Research
My main area of research is developing solutions for the management of scientific workflows in distributed environments.
Data analysis within the scientific collaborations is a large-scale and rigorous process where large amounts of data (in the order of Terabytes) is analyzed. Applications are being built not as monolithic entities designed by a single individual, but rather as complex workflows composed of application components. Often times these components are designed, developed, and tested collaboratively. Because of the size of the data and the complexity of the analysis, large computer clusters are being used to store the data sets and execute the workflows. As the size of the data and of the analysis grows, scientific collaborations are pooling their resources into distributed systems such as the grid.

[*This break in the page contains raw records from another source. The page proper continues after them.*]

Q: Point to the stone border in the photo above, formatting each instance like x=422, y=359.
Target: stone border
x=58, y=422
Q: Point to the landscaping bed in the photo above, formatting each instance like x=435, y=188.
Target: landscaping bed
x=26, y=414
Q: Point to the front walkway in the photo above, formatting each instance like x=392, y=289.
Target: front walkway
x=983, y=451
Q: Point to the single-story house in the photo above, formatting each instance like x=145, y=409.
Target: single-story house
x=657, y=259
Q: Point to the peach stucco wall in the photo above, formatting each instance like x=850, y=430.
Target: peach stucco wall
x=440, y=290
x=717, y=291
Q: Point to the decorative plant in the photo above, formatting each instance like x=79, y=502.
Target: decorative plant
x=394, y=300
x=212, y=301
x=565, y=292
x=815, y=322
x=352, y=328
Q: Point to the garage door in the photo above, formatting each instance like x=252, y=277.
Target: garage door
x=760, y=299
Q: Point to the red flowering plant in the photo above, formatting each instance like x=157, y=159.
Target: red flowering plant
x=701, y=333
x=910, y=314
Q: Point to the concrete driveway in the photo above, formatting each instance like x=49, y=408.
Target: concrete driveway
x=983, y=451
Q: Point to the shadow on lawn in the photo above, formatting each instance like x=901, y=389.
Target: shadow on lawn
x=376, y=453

The grid is a distributed system that seamlessly connects resources across the wide area network: compute resources, storage, instruments, etc., and provides the software, such as the Globus Toolkit, to securely submit jobs remotely, to transfer data, to operate apparatus, and perform other remote operations.
Managing the data and analysis in a systematic, robust and collaborative fashion is now one of the foci of many IT projects. The National Science Foundation is currently funding several projects such the Grids Physics Network (GriPhyN), the National Virtual Laboratory (NVO), and the Southern California Earthquake Center/IT (SCEC/IT) to provide software that will aid scientists in discovering data and metadata (descriptive information about data products), in setting up and executing complex analysis, and in storing and sharing information about newly derived results.

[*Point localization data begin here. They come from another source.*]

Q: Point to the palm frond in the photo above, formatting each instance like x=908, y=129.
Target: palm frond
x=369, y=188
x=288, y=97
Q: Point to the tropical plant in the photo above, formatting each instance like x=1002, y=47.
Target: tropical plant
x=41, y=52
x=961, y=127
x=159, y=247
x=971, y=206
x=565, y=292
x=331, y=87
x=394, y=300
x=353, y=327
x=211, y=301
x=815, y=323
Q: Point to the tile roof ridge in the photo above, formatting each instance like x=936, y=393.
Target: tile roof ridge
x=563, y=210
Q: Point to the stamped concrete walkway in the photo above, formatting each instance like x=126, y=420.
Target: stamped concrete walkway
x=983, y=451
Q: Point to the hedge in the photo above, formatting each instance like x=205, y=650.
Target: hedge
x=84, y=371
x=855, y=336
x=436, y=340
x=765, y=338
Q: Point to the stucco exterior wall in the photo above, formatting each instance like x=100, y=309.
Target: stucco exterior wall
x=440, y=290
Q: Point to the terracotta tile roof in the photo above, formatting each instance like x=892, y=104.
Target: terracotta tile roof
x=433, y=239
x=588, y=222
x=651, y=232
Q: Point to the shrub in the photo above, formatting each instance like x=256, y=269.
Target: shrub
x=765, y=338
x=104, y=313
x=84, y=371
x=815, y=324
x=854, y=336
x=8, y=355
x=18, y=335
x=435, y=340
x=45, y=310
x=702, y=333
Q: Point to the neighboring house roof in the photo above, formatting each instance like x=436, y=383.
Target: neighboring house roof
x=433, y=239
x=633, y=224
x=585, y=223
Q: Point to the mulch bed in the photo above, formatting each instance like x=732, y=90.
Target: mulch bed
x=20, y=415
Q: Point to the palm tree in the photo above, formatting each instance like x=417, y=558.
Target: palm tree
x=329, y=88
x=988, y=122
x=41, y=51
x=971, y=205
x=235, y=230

My work focuses on designing software solutions that aid scientists in a variety of disciplines to easily execute complex analysis on distributed and heterogeneous resources. In particular I have been working on the development of the Pegasus system that can map abstract workflows onto the grid. Abstract workflows describe the analysis in terms of logical transformations and data without identifying the resources needed to execute the workflow.
Mapping the abstract workflow description to an executable form involves finding the resources that are available and can perform the computations, the data that is used in the workflow, and the necessary software. Pegasus consults various Grid information services to find the above information. Pegasus also reuses existing intermediate data products where possible, thus potentially reducing the workflow. As part of the mapping Pegasus augments the workflow with data transfer nodes to stage data in and out of the computations, data registration nodes that can update various catalog on the grid and recently also nodes that can stage-in statically linked binaries. The result of the mapping is a concrete workflow that can be executed on the grid by software systems such as Condor's DAGMan.

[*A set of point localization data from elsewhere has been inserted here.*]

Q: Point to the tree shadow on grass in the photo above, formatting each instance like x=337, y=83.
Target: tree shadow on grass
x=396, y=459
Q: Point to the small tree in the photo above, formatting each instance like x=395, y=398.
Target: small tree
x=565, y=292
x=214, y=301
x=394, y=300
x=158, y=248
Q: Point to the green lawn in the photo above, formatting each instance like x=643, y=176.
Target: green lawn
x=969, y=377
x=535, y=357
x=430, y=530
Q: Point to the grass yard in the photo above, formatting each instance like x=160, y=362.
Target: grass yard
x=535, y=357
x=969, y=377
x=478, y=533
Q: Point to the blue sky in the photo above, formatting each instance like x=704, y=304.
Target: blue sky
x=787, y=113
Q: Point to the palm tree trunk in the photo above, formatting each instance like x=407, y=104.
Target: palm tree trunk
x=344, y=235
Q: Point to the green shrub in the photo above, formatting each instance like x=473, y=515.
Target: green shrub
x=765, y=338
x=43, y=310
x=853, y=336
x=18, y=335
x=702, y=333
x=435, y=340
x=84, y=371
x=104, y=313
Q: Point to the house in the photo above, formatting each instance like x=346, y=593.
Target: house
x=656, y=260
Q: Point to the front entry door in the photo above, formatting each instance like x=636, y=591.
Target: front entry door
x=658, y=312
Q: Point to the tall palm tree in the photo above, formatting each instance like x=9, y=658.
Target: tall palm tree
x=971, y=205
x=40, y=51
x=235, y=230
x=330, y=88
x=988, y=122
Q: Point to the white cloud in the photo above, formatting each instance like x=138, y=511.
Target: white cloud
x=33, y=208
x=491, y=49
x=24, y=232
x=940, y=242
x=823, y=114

Some of the issues that I am exploring are:
-
Mapping (or planning) horizon: It is not always efficient to map the entire workflow in one shot, especially if the execution environment is very dynamic. I am investigating deferred planning techniques that map only portions of the workflow at a time (relevant paper).
-
Scheduling algorithms: I am investigating various algorithms that can be used to map workflows onto the available resources (paper coming soon)
-
Reliability: I am exploring the use of re-planning techniques to improve the reliability of workflow execution. (slides showing the Pegasus approach)
-
Exploring multiple tradeoffs in the solution space: I am exploring the use of AI planning techniques to search the large solution space of possible mappings of workflow tasks onto resources (several papers on the topic here).
The Pegasus team is composed of Gaurang Mehta, Mei-Hui Su and Karan Vahi.
A PhD student Gurmeet Singh is also working on the project.
This work is supported by the National Science Foundation under the following projects: SDCI-Pegasus, GriPhyN, iVDGL, NVO and SCEC.